Beware Every Kind of Greed
Posted previously at SI on June 13, 2008. Reprinted with permission from As I See It. AISI is sent free to all who request it by writing to the editor at dkutilek@juno.com.
It is now some dozen years, perhaps more, since I heard a professor from Dallas Theological Seminary, a Dr. Green as I recall, preach at a missions conference in Wichita. His text was the famous parable of the rich fool (Luke 12:13-21), who planned to tear down his barns to build bigger ones for his surplus crops. He supposed that with his material needs abundantly provided for, he was on easy street and would enjoy a long and relaxing retirement, only to face death that very night. But rather than making the usual application of the passage to those lost persons who are preoccupied with this world’s goods to the neglect of their own soul’s eternal welfare, the professor made a pointed application to the life of believers, an application that after more than a decade I cannot drive from my mind. It was as follows:
We believers know Christ and know in theory the completely transitory nature of all our worldly goods and the express command from Christ not to focus our energies on amassing possessions in this life, but rather to focus on accumulating an ever-growing treasure in heaven.

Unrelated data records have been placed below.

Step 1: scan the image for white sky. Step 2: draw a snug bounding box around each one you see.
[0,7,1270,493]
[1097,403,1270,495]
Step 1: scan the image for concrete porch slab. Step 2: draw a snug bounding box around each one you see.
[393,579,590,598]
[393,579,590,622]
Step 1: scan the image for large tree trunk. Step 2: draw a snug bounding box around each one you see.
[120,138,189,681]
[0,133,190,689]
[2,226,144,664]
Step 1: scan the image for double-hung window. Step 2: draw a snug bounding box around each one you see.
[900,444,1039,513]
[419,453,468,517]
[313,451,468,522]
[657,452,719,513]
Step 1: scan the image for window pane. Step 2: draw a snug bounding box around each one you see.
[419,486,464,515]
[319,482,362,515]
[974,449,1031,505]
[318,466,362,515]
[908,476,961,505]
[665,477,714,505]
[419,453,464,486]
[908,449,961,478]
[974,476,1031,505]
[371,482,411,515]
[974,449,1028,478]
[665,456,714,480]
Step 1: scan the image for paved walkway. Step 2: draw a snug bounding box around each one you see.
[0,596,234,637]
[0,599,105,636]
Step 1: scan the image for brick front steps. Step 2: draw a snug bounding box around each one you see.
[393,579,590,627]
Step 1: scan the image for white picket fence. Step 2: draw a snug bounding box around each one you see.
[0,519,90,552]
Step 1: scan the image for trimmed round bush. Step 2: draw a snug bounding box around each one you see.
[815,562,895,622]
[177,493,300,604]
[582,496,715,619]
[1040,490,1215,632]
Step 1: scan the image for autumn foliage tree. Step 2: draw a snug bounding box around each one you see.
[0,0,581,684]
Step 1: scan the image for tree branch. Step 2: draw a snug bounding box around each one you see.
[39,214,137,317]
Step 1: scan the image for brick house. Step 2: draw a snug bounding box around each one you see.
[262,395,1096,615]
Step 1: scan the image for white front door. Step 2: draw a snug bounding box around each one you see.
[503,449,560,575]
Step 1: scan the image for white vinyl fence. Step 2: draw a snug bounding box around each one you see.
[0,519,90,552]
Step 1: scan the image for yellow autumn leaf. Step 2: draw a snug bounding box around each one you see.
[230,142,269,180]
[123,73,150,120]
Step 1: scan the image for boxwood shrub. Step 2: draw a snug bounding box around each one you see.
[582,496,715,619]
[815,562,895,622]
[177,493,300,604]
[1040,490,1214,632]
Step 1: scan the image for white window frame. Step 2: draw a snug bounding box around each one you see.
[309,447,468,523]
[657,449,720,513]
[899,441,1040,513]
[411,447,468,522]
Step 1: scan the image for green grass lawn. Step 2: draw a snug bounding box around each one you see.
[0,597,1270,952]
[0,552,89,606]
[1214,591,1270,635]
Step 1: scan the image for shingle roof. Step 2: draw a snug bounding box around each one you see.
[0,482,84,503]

For all that, we nevertheless for the most part act exactly like the rich fool! We set before us as our chief aim the piling up of wealth and possessions with a preoccupation with houses and lands, with cars and fine clothes, with bank accounts and 401k’s. And whenever God blesses us with an increase in income or an inheritance, we automatically assume that God intends for us to spend all the increase on ourselves with yet more luxury; more vacations; and a yet larger, more palatial dwelling. “Let us tear down our barns and build bigger!” When is enough enough? When does our self-focused spending become that greed of which Jesus warned? When does it become sin?